The increasing prevalence of overweight and obesity in children and adolescents, and the pressure from the media and society for a slim image (particularly in girls), is likely to generate an increasingly younger population that show repeated dieting and consequential weight cycling — that is, the phenomenon of ‘yoyo’ dieting that already inflicts more than 40% of women in Western societies. In their review on this topic, Jean-Pierre Montani et al. evaluate critically the importance of weight cycling as a risk factor for later cardiovascular diseases, and subsequently analyze the underlying mechanisms that center upon hypertension, visceral fat accumulation, changes in fatty acid composition, insulin resistance and dyslipidemia. These data are also analyzed within the framework of a new concept that is embodied in the ‘repeated overshoot’ hypothesis. According to this postulation, fluctuations of cardiovascular risk variables (such as blood pressure, heart rate, sympathetic activity, blood glucose and lipids) with probable repeated overshoots above normal values during periods of weight regain — and which are not fully compensated by undershoots during periods of weight loss — put an additional stress on the cardiovascular system when repeated over time.

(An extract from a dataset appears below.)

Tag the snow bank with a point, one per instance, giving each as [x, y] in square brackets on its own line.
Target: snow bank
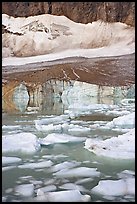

In other words, the oscillatory dynamics of these cardiovascular risk variables around their mean values in the normal physiological range could be as important as their elevated mean values in exerting stress on the cardiovascular system, and probably contribute to the overall cardiovascular morbidity of weight cycling.

Conclusion

This supplement contains a set of papers that integrates, from a perspective of system physiology and nutrition, the recent advances and emerging concepts about the multitude of environmental factors and growth patterns that confer susceptibility towards later obesity and the insulin resistance (metabolic) syndrome. It is hoped that in the coming years, the advancement of knowledge in this area will provide humans with the same degree of precision for early identification of children at risks as for predicting the trajectory of rockets.